Tracking Price Changes Over Time

If you run the scraper periodically and timestamp your data, you can build a price history:

import sqlite3

def init_numbeo_timeseries_db(db_path: str = "numbeo_ts.db") -> sqlite3.Connection:
    """Initialize database for tracking price changes over time."""
    conn = sqlite3.connect(db_path)
    conn.executescript("""
        CREATE TABLE IF NOT EXISTS price_snapshots (
            id INTEGER PRIMARY KEY AUTOINCREMENT,
            city TEXT NOT NULL,
            category TEXT NOT NULL,
            item TEXT NOT NULL,
            price_usd REAL,
            scraped_at TIMESTAMP DEFAULT CURRENT_TIMESTAMP
        );

        CREATE INDEX IF NOT EXISTS idx_snapshots_city_item
            ON price_snapshots(city, item, scraped_at);
    """)
    conn.commit()
    return conn


def save_snapshot(conn: sqlite3.Connection, city: str, prices: dict):
    """Save a timestamped price snapshot."""
    conn.executemany(
        """INSERT INTO price_snapshots (city, category, item, price_usd)
           VALUES (?, ?, ?, ?)""",
        [
            (city, data["category"], item, data["price_usd"])
            for item, data in prices.items()
        ],
    )
    conn.commit()


def get_price_trend(
    conn: sqlite3.Connection,
    city: str,
    item: str,
    months: int = 6,
) -> list[dict]:
    """Get price history for a specific item in a city."""
    rows = conn.execute(
        """SELECT price_usd, scraped_at FROM price_snapshots
           WHERE city = ? AND item = ?
           AND scraped_at >= datetime('now', ?)
           ORDER BY scraped_at ASC""",
        (city, item, f"-{months} months"),
    ).fetchall()

    return [{"price_usd": r[0], "date": r[1]} for r in rows]

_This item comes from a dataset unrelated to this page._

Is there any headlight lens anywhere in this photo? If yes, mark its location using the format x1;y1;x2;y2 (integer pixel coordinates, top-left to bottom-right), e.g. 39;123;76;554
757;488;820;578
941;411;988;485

Running this monthly builds a price history that can detect trends — rising rents, inflation in specific categories, or sudden changes like post-COVID price normalization.

Legal and Ethical Notes

Numbeo's Terms of Service prohibit automated scraping. Their data is crowdsourced from user submissions, but the aggregation, indices, and historical data are proprietary to Numbeo. For commercial applications, contact Numbeo about their data licensing program. For personal research and one-off analysis, keep your volume low, do not republish their data as your own product, and give their servers adequate time between requests.